If $B$ is full rank the result is easier to demonstrate as "for all $x$ in the range of $B$, $x^{\top}Ax \leq x^{\top}Bx$" is equivalent to $A \leq B$ (in the partial order on the set of positive semidefinite symmetric matrices), and then proving that $A+ \lambda I_d \leq B +\lambda I_d$ implies $(B +\lambda I_d)^{-1} \leq (A + \lambda I_d)^{-1}$ is not too difficult (for example https://mathoverflow.net/questions/297542/the-statement-that-a-ge-b-implies-a-1-le-b-1-is-still-true-for-matri). However the proof does not generalise to the inequality I am trying to prove as the ordering is only considered on a subspace (here the range of $B$).

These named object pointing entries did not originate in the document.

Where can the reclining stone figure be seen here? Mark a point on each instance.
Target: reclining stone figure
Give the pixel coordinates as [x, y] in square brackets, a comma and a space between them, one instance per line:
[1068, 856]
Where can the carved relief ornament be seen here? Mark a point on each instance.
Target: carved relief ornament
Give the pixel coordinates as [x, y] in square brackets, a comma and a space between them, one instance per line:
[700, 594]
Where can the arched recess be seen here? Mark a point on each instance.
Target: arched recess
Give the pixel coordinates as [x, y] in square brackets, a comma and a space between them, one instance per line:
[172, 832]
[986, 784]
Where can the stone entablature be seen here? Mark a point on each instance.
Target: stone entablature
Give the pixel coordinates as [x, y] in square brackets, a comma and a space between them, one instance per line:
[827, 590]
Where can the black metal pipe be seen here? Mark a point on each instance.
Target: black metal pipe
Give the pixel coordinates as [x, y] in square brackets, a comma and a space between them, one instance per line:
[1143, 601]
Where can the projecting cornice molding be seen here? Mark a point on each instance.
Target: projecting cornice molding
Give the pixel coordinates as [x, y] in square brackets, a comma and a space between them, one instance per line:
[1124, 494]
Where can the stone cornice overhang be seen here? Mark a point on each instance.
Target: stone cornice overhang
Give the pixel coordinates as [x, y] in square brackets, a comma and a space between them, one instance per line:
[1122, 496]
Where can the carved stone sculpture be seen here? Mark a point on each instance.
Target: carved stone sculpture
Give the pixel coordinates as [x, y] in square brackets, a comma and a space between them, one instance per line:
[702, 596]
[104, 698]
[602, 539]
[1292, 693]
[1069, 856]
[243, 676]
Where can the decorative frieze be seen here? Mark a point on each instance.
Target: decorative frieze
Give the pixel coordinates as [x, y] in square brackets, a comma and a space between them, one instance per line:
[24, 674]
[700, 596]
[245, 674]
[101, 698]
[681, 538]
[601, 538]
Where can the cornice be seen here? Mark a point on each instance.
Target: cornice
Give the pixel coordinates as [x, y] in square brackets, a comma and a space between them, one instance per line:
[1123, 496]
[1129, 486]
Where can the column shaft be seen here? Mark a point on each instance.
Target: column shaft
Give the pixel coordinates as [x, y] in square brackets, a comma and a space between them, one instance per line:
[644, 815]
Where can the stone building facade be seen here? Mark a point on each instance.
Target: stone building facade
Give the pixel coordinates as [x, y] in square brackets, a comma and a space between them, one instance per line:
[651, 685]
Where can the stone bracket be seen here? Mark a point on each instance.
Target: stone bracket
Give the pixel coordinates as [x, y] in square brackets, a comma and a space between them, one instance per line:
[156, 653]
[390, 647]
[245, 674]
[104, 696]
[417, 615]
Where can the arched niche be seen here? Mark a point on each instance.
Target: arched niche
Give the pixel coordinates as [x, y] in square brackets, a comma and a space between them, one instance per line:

Let $t,c>0$ and $C=B+tP+c(I-P)$ where $P=BB^+$ denotes the orthogonal projection onto $\operatorname{range}(B)$. For any fixed $t>0$, note that $A\le C$ when $c$ is sufficiently large. To see this, take any $u\in\operatorname{range}(B)$ and $v\in\operatorname{range}(B)^\perp=\ker(B)$. Then \begin{align*} (u+v)^T(C-A)(u+v) &=(u^TBu+tu^Tu-u^TAu) - 2u^TAv + (cv^Tv - v^TAv)\\ &\ge t\|u\|^2 -2\|A\|\|u\|\|v\| + (c-\|A\|)\|v\|^2, \end{align*} which is nonnegative when $\|A\|^2 < t (c-\|A\|)$.
It follows that $P(B+tP+\lambda I)^{-1}P=P(C + \lambda I)^{-1}P\le P(A + \lambda I)^{-1}P$. Therefore $$ x^T(B+tP+\lambda I)^{-1}x\leq x^T(A + \lambda I)^{-1}x $$ for all $x\in\operatorname{range}(B)=\operatorname{range}(P)$. Let $t\to0^+$, the result follows.
Alternatively, by a change of orthonormal basis, you may assume that $B$ is a block-diagonal matrix in the form of $B_1\oplus0$, where $B_1>0$. If we partition $A$ as $\pmatrix{A_1&A_2\\ A_2^T&A_3}$ in a conforming manner, then the given condition means that $0\le A_1\le B_1$. Using Schur complement, we see that the first diagonal sub-block of $(A+\lambda I)^{-1}$ is $$ \left[(A_1+\lambda I)-A_2(A_3+\lambda I)^{-1}A_2^T\right]^{-1} \ge(A_1+\lambda I)^{-1} \ge(B_1+\lambda I)^{-1}. $$ Hence the result follows.